And thanks to a rewrite of our campaign finance law that the GOP pushed through in 2015 here in Wisconsin, the opportunity for political bribery has gone through the roof. This disastrous rewrite doubled the amount that rich people can give to candidates, and said that corporations for the first time in more than 100 years can donate to political parties and legislative campaign committees controlled by the leaders of the Assembly and the Senate. And it also tore down the ceiling on donations to political parties, so now the sky is the limit.

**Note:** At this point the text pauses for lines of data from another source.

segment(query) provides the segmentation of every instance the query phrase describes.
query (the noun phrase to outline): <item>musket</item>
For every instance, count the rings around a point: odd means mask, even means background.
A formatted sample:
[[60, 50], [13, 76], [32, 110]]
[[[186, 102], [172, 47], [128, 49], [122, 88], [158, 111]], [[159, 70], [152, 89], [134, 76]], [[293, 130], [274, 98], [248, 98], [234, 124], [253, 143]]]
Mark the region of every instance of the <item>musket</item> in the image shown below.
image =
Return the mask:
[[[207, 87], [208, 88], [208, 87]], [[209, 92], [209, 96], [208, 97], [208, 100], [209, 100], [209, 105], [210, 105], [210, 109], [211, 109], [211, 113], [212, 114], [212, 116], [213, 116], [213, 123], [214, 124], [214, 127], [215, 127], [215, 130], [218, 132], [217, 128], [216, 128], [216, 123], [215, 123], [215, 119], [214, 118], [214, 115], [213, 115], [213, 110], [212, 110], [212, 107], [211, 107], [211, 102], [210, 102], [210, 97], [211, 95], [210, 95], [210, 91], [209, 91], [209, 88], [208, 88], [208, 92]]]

So now, rich and poor alike can write checks for $20,000 to their favorite candidate for governor and checks for $2 million or more to their favorite political party.

No wonder people without big bank accounts think they don’t have an equal say. They don’t!

You know, there’s an expression among rich political donors in Wisconsin that’s now extinct. That expression is, “I’ve maxed out.” Wealthy folks that I know actually were very fond of this expression because it meant that once they’d spent the $10,000 on any political candidate or party, they couldn’t spend another dime, so that whenever anyone would approach them after they’d hit that ceiling, they had an easy out and could say, “You know, I’d love to help you but I’ve maxed out.”

Well, it’s impossible to max out anymore in Wisconsin.

But let me wrestle again with the question you asked me to address, and let me bow back in your direction.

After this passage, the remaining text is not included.